Hello from the year 2020! The answer still seems to be "no, you cannot (without scripting or source code modifications)."

I have a suspicion (but only), that this may be one of those circumstances where Expect—a surprisingly underappreciated Unix automation tool—may come in handy.

Screen, at least recent versions, has many built-in checks to prevent tampering with permissions on the sockets in /var/run/screen outside of its acladd and aclgrp facility.

If you try to make the permissions on /var/run/screen/S-username more permissive (to give another Unix group access), you will still get an error message like

Must run suid root for multiuser support.

if you attempt to screen -r username/ with an existing socket.

If you sudo chmod u+s /usr/bin/screen, you will get the error message

Directory /var/run/screen/S-username must have mode 700

if you have altered those permissions manually, which would seem to preclude using chmod or setfacl to set permissions on the socket at the filesystem level. If you've met Screen's expectations as far as filesystem permissions, but haven't explicitly added the user trying to access the socket to the access list with Ctrl+A :acladd, you get the error message

Access to session denied.

Offhand, I don't know of any easy solutions to your problem offered by tmux either, but wemux seems to be a popular wrapper for making multi-user shared sessions easier to work with, and might help you in achieving your goals.

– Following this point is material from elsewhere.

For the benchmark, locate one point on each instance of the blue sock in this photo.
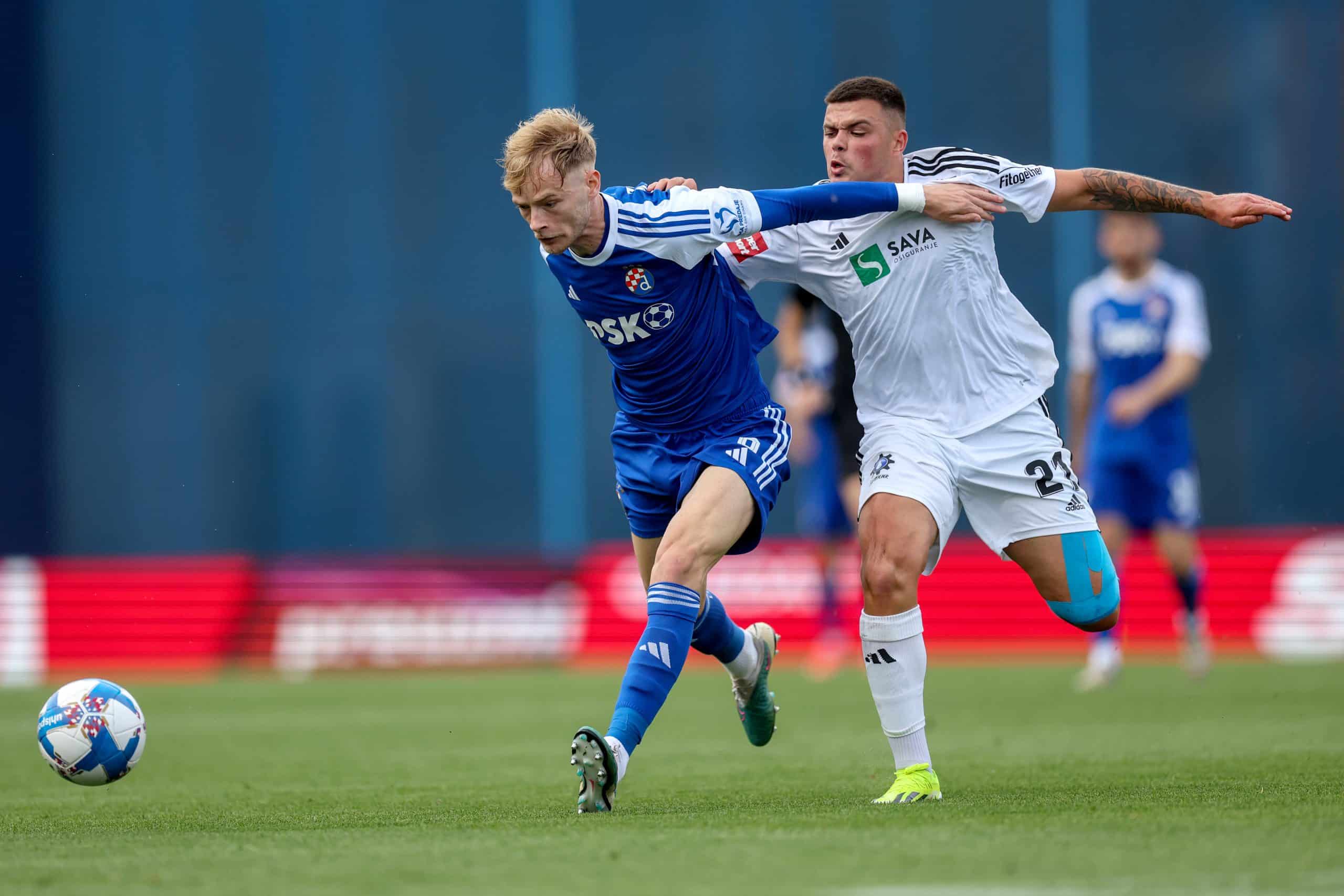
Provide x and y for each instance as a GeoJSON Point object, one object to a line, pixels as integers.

Edit: This tidbit from aperiodic.net/screen/multiuser (Wayback capture) makes it seem like you could script the :acladd operations while iterating over the membership of a particular group from /etc/group by first transmitting the following escape sequence:

screen can allow programs to send commands to it via the escape sequence ESC ] 83 ; cmd ^G; in order for this to work, the pseudo-user :window: must exist and have the appropriate permissions to execute the supplied command.